Seventeen people have died of homicides in the first six and a half months of this year, after two more were killed this past weekend in Skowhegan and Lewiston.

That figure is just one fewer than the number of people killed in homicides in all of 2021, which puts Maine on track to surpass the modern record of 31 homicides set in 2008 and raise the state’s 10-year average of 22 per year.

While one slaying in an Augusta tow yard was recently ruled to be self-defense, defendants have been charged in all but two of the deaths, and all but one of those suspects has been arrested.

Raymond Lester, 35, of Portland is still wanted in the death of Nicole Mokeme, 35, of South Portland in Winter Harbor last month. Lester, who was Mokeme’s boyfriend, allegedly struck her with his car in a parking lot at the Schoodic Education and Research Center campus in Acadia National Park either late at night on June 18 or early the following morning.

About half of Maine’s homicides each year are classified as domestic violence homicides, and that trend is holding true this year. The state characterizes a case as a domestic violence homicide when a family member kills another family member or intimate partner.

Last year, nine of the 18 homicides were related to domestic violence. So far in 2022, eight of the 17 slayings are considered to be domestic violence killings, including the deaths of three partners, one child who was almost 2, and three adults and one juvenile who were either biological parents or household members.

Last year, the high-profile deaths of four Maine children, allegedly at the hands of parents, led to renewed scrutiny of the state’s child welfare system. This year, just one parent has been accused of killing a child.

Andrew Huber-Young, 19, of Wells was charged with murder after his father, brother and a young child were shot at his home at 97 Crediford Road on May 21.

Young’s father and brother were taken to the hospital for injuries that were not life-threatening while the child — Octavia Huber Young, who was just under 2 — died of her injuries, according to the Maine State Police.

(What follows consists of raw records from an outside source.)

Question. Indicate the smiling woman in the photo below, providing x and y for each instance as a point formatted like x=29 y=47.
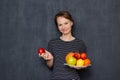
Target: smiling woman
x=59 y=47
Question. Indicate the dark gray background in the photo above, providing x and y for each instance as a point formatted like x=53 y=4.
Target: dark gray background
x=26 y=25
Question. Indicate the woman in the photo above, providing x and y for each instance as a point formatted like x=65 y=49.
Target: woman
x=59 y=47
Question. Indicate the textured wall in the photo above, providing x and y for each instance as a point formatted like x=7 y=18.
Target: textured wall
x=26 y=25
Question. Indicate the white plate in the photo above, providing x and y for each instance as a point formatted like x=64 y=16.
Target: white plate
x=77 y=67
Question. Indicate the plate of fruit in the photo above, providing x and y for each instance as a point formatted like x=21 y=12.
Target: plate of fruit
x=77 y=60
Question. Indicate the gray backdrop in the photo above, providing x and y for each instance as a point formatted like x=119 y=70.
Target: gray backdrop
x=26 y=25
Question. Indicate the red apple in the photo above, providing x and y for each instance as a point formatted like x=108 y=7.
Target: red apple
x=83 y=55
x=41 y=51
x=76 y=55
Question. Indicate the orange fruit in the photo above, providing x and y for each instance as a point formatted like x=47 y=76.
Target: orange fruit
x=71 y=61
x=70 y=54
x=87 y=62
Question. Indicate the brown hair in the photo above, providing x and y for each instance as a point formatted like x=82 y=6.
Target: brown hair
x=64 y=14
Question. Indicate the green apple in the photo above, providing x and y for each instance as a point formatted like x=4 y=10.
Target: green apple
x=71 y=61
x=80 y=62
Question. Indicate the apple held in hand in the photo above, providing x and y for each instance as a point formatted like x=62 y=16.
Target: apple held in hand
x=76 y=55
x=83 y=56
x=41 y=51
x=71 y=61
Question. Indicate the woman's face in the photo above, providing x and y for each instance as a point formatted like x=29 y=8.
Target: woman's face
x=64 y=25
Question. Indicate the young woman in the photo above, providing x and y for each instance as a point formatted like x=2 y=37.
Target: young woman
x=59 y=47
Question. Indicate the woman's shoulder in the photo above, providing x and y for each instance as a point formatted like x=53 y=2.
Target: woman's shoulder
x=54 y=40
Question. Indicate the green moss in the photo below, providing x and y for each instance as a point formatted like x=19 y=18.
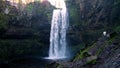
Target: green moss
x=82 y=54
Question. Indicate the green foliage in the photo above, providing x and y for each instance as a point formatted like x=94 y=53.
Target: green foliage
x=83 y=54
x=11 y=48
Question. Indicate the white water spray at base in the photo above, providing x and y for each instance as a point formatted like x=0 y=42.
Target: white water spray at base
x=58 y=34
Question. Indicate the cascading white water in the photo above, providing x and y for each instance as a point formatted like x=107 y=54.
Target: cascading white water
x=59 y=26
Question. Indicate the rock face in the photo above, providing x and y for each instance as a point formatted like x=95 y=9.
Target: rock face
x=103 y=54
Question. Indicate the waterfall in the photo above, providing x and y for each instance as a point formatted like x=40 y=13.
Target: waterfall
x=59 y=26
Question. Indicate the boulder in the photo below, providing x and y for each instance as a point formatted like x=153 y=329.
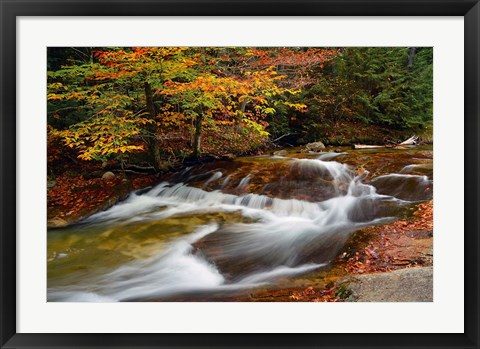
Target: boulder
x=108 y=175
x=315 y=146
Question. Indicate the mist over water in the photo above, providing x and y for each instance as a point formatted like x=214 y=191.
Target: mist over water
x=224 y=229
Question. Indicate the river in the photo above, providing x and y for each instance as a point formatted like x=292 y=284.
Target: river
x=229 y=227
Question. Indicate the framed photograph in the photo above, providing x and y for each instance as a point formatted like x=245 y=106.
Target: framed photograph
x=225 y=174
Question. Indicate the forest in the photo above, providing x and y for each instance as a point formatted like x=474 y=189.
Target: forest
x=157 y=106
x=246 y=174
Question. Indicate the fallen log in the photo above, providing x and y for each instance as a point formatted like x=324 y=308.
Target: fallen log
x=365 y=146
x=411 y=141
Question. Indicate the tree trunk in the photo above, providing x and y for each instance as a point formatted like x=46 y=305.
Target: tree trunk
x=411 y=55
x=152 y=140
x=240 y=113
x=198 y=134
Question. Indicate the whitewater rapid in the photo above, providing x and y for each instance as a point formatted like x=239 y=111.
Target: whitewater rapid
x=277 y=237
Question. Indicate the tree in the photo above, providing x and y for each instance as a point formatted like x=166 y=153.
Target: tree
x=116 y=93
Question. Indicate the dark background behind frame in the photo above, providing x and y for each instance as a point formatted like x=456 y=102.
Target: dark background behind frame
x=10 y=9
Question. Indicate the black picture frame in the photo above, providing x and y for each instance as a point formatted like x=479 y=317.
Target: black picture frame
x=9 y=338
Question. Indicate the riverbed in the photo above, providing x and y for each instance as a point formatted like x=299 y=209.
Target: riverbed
x=222 y=230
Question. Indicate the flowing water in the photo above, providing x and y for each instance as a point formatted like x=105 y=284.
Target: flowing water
x=231 y=226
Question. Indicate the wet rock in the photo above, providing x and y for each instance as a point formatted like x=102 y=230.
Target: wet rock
x=403 y=285
x=56 y=222
x=108 y=175
x=315 y=146
x=282 y=152
x=224 y=249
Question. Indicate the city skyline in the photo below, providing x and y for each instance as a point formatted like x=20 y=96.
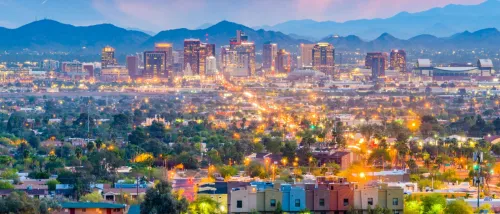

Young is charged with one count of murder, two counts of attempted murder and two counts of aggravated assault with a firearm, according to the Maine Attorney General’s office.

In 2022, three adults and one juvenile have been charged with killing a parent or adult with whom they lived. They include Darren Laney Jr., 36, who is charged in the March 10 stabbing death of his father, Darren Laney Sr., 62, at the family home on Sunshine Lane in Big Lake Township in Washington County.

The higher number of homicides this year have taken place in Washington County, where four people have been slain. Two homicides were also recorded Down East toward the end of 2021.

The most recent was the May slaying of Kimberly Neptune, 43, of Perry. Donnell Dana, 39, and Kailie Brackett, 38, both of Perry, have been charged with stabbing Neptune nearly 500 times.

Three homicides each have occurred in Androscoggin and Cumberland counties while two were recorded in Kennebec County with one each in Sagadahoc, York, Waldo, Hancock, and Somerset counties.

Maine’s two most recent homicides took place over the weekend.

A 19-year-old Massachusetts man, Jason Servil, was arrested Saturday and charged with murder in the death of Alice Abbott, 20, at her parents’ Skowhegan home earlier that day.

On Sunday, Mark John Sinclair, 28, of Lewiston was charged with murder in the shooting death that day of John Paquin, 20, of Worcester, Massachusetts, after a standoff with Lewiston police.

So far no deaths this year have been ruled homicides in Aroostook, Penobscot, Piscataquis, Oxford, Franklin, Knox and Lincoln counties.